Le refus d’augmenter cette limite a été néfaste au développement naturel de Bitcoin et a conduit au schisme entre BTC et BCH en 2017. Dans le même ordre d’idées, ce refus pourrait être néfaste au fonctionnement solutions de seconde couche décentralisées comme le réseau Lightning. Pour que Lightning soit utilisé mondialement, il faudrait en effet augmenter la capacité du réseau, ne serait-ce que pour que les utilisateurs puissent ouvrir et fermer des canaux de paiement. Par exemple, pour que 7 milliards d’être humains réalisent en moyenne 2 transactions de 125 octets par an (cas minimal), il faudrait déjà des blocs de 34 Mo !

La quatrième critique qu’on peut adresser à Saifedean Ammous c’est son maximalisme. Il semble croire que seul BTC peut devenir une monnaie saine internationale et que tous les autres jetons sont voués à l’échec, sous prétexte que leur développement est hautement centralisé. Selon lui, « la valeur de Bitcoin vient de sa politique monétaire immuable » qui n’existe que parce que « personne ne peut le changer facilement » (pp. 229-230).

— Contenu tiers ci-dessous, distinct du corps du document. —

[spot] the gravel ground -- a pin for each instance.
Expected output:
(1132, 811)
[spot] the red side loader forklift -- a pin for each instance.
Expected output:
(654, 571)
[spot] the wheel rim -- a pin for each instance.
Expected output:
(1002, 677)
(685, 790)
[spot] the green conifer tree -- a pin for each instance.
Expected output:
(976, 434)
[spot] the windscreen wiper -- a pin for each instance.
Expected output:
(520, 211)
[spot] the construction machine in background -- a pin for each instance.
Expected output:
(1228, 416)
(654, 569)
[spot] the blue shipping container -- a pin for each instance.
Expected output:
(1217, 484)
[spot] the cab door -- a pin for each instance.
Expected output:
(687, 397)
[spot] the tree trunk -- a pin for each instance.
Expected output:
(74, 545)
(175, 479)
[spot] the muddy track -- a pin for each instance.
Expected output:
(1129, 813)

Mais il semble oublier que Bitcoin pouvait également être changé facilement à ses débuts, et ce n’est qu’à mesure que la base de ses utilisateurs augmentait que les changements devenaient de plus en plus difficiles. De plus, les récentes discordes qui existent actuellement dans la communauté de Bitcoin Cash au sujet de la mise à jour du 15 novembre, montrent bien que la modification du protocole n’est pas aisée et qu’elle n’est pas soumise au contrôle d’un groupe unique.

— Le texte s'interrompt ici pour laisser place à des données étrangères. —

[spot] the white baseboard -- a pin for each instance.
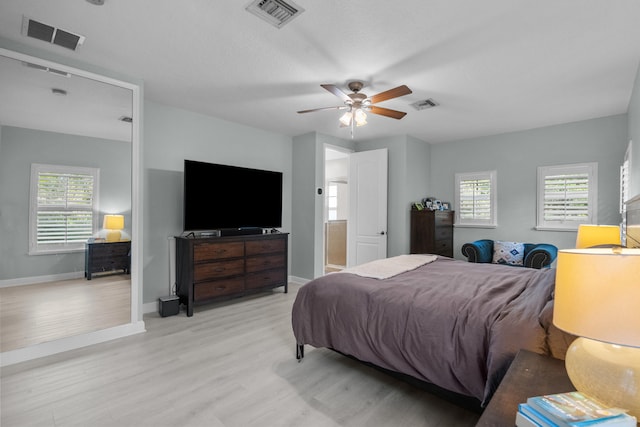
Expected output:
(298, 280)
(70, 343)
(150, 307)
(41, 279)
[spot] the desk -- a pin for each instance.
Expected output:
(107, 257)
(530, 374)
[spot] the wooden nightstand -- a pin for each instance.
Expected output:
(107, 257)
(530, 374)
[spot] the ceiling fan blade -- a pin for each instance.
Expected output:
(340, 107)
(337, 92)
(391, 93)
(394, 114)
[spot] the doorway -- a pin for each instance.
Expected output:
(336, 208)
(25, 77)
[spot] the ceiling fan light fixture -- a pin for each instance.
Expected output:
(346, 118)
(360, 117)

Le fait est que BTC n’est pas invulnérable contre la concurrence comme l’a prouvé la baisse de sa dominance de marché lors de l’année 2017. S’il s’avérait qu’une autre cryptomonnaie réussissait à dépasser BTC en terme d’usage tout en parvenant à conserver toutes les caractéristiques d’une monnaie saine, le BTC pourrait être rélégué au rang d’antiquité.

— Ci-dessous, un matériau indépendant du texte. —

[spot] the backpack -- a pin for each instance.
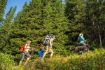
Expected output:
(22, 48)
(46, 42)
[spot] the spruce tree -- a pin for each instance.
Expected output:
(37, 19)
(75, 13)
(2, 6)
(5, 31)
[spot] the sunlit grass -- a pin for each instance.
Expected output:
(91, 60)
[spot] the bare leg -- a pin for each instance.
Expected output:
(45, 52)
(51, 50)
(26, 61)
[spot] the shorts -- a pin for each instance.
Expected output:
(25, 54)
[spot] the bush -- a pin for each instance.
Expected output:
(6, 62)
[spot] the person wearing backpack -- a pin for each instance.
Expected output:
(49, 43)
(25, 52)
(81, 39)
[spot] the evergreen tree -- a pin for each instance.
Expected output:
(75, 13)
(2, 6)
(36, 20)
(5, 31)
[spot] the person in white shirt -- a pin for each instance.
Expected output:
(26, 52)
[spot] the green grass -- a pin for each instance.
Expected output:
(92, 60)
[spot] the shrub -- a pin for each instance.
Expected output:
(6, 62)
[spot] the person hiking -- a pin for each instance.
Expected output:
(40, 54)
(48, 42)
(81, 39)
(25, 53)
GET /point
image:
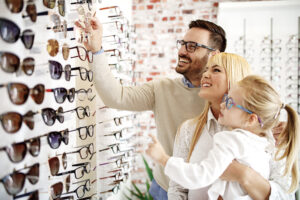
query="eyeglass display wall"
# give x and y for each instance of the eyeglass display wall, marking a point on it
(55, 130)
(267, 35)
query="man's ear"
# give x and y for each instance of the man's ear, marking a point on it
(212, 53)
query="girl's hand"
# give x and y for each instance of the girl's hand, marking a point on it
(95, 30)
(157, 152)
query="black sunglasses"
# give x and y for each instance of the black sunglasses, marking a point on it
(10, 63)
(14, 182)
(16, 152)
(55, 138)
(12, 121)
(81, 112)
(19, 92)
(49, 115)
(10, 32)
(60, 94)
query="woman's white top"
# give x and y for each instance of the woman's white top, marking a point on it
(225, 149)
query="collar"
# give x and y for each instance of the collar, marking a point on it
(211, 119)
(187, 83)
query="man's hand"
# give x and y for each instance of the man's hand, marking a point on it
(157, 152)
(95, 30)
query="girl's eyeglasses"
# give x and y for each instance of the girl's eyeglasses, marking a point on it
(229, 103)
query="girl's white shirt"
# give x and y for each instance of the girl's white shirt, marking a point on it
(279, 184)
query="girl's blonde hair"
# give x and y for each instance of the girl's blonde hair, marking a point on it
(260, 97)
(236, 68)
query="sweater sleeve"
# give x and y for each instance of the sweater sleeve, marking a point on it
(197, 175)
(181, 149)
(114, 95)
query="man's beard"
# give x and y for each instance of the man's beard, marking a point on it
(193, 68)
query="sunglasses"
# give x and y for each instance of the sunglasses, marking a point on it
(55, 138)
(14, 182)
(56, 189)
(10, 63)
(84, 131)
(60, 4)
(49, 115)
(84, 151)
(54, 164)
(34, 195)
(82, 94)
(82, 168)
(18, 92)
(84, 73)
(17, 151)
(53, 49)
(83, 54)
(229, 103)
(60, 94)
(89, 2)
(92, 197)
(81, 112)
(12, 121)
(10, 33)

Ainsi, le livre de Saifedean Ammous est très bon pour nous expliquer quel problème a pour but de résoudre Bitcoin, mais il pêche dans sa vision étriquée d’une monnaie de réserve qui servirait d’étalon à un nouveau système bancaire. Peut-être que cela ne poserait aucun problème mais je reste sceptique : je pense Bitcoin peut être bien plus que cela et qu’il peut être utilisé directement comme monnaie, que le passage à l’échelle ait lieu sur la chaîne (Bitcoin Cash) ou en dehors (Lightning Network).

 

Merci d’avoir lu cet article.


Références

Saifedean Ammous, The Bitcoin Standard: The Decentralized Alternative to Central Banking, Wiley, 2018.

Je suis fasciné par les cryptomonnaies et par l'impact qu'elles pourraient avoir sur nos vies. De formation scientifique, je m'attache à décrire leur fonctionnement technique de la façon la plus fidèle possible.